All or a portion of the software may sometimes be transmitted over a network, such as the internet or various other telecommunications networks. For example, such a transfer may enable loading of software from one computer or processor into another (e.g., from a management server or search engine operator's host or other enhanced advertisement server onto a hardware platform of a computing environment or other system implementing the computing environment or similar functionality associated with the present teachings). Thus, another type of medium that can carry software elements includes optical, electrical, and electromagnetic waves, for example, used through physical interfaces between local devices, through wired and optical fixed networks, through various air links. The physical elements carrying such waves (e.g., wired or wireless links, optical links, etc.) are also considered to be media carrying software. As used herein, unless limited to a tangible "storage" medium, terms such as a computer or machine "readable medium" refer to any medium that participates in providing instructions to a processor for execution.

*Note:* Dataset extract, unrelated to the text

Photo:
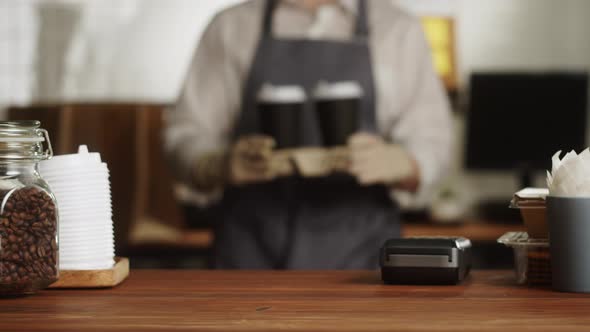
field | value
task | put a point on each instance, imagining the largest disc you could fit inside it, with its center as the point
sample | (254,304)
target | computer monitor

Thus, a machine-readable medium may take many forms, including but not limited to, tangible storage media, carrier wave media, or physical transmission media. Non-volatile storage media include any storage device, such as optical or magnetic disks, such as any computer, etc., which may be used to implement the system shown in the figures or any component thereof. Volatile storage media includes dynamic memory, such as the main memory of such computer platforms. Tangible transmission media include: coaxial cables, copper wire and fiber optics, including the wires that comprise a bus within a computer system. Carrier-wave transmission media can take the form of electrical or electromagnetic signals, or acoustic or light waves such as those generated during Radio Frequency (RF) and Infrared (IR) data communications. Common forms of computer-readable media therefore include, for example, a floppy disk, a flexible disk, hard disk, magnetic tape, any other magnetic medium, a CD-ROM, DVD or DVD-ROM, any other optical medium, punch cards, paper tape, any other physical storage medium with patterns of holes, a RAM, a PROM, and EPROM, a FLASH-EPROM, any other memory chip or cartridge, a carrier wave transporting data or instructions, a link or cable carrying such a carrier wave, or any other medium from which a computer can read programming code and/or data. Many of these forms of computer readable media may be involved in carrying one or more sequences of one or more instructions to a physical processor for execution.

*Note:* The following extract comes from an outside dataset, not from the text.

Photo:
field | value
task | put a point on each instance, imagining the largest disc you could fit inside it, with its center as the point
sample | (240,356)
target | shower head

It will be apparent to those skilled in the art that the present teachings are applicable to numerous modifications and/or enhancements. For example, although the implementation of the various components described above may be implemented in a hardware device, it may also be implemented as a software-only solution, for example installed on an existing server. Additionally, the teachings disclosed herein may be implemented as firmware, a firmware/software combination, a firmware/hardware combination, or a hardware/firmware/software combination.

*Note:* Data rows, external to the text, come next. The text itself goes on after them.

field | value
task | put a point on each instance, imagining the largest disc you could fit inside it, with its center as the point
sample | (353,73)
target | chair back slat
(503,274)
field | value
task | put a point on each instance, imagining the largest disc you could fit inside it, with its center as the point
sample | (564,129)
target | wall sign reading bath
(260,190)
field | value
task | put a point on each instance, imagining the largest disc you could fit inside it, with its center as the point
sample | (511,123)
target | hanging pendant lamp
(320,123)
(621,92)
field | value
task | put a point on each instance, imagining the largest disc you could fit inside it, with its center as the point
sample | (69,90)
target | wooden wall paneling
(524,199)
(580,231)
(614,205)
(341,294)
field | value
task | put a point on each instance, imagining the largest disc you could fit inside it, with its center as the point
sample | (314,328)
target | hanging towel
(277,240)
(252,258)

While the present teachings and/or other examples have been described above, it will be appreciated that various modifications may be made thereto, and that the subject matter disclosed herein may be implemented in various forms and examples, and that the present teachings may be applied in numerous applications, only some of which have been described herein. The appended claims are intended to claim any and all such applications, modifications and variations that fall within the true scope of the present teachings.